Зато Санду грозило разбирательство о непреднамеренном нарушении Пакта, с неопределенными результатами, на которые могло повлиять все что угодно, включая расположение духа Его Величества Правителя холмов Семиграда. Про остальных почти наверняка решат, что несколько деревенских парней и лесорубов, видевших в лесу «бабу с крыльями» — не великая проблема. В конце концов, стрыгоев и корриганов тоже многие видели и обошлись без подписания Пакта. А вот Санду вполне могли вменить сознательное применение подпактной магии, причем с нанесением значительного ущерба… И тогда тюрьма его все-таки ожидала.

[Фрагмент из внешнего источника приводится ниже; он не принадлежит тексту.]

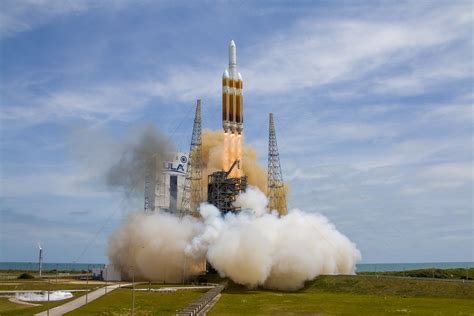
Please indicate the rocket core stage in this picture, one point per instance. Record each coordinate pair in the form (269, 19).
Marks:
(232, 112)
(232, 101)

Только не у людей, а у эс ши.
Санду осторожно, боком, выполз из-за спины Исидора, медленно положил крылья на землю, а потом резко припустил прочь, будто за ним собаки гнались.
— Ты тоже в дом ступай, — велел Исидору Кайлен. — И спать ложись.
Упрашивать его не пришлось: он, хоть и не побежал, зашагал прочь торопливо и вскоре скрылся за углом.
— Ионел, иди сюда, — позвал Кайлен. — Посмотри, пока возможность есть… Потом, может, и не доведется больше.
Он осторожно развернул грубую ткань, и из-под нее разлилось тихое искрящееся белое сияние. Крылья вилы состояли не из перьев, а из плотно, одна к другой, сложенных тисовых веток совершенно невероятного светлого серебристо-серого оттенка. И светились.
— Матерь Божья… — ахнул Ионел.
— Красивые? — улыбнувшись, спросил Кайлен.
— Еще как! Я такой красоты и не видал никогда!
— Потому я тебе и показываю. — Он еще немного подождал, пока Ионел налюбуется, а потом принялся заворачивать крылья обратно. — У меня до завтра полежат. Вила, конечно, в деревню сегодня точно не войдет, но так все равно надежнее будет.
— Я бы это чудо и тронуть не решился… — проговорил впечатленный до глубины души Ионел.
— Вот поэтому ты и мой помощник. И ножи не воруешь.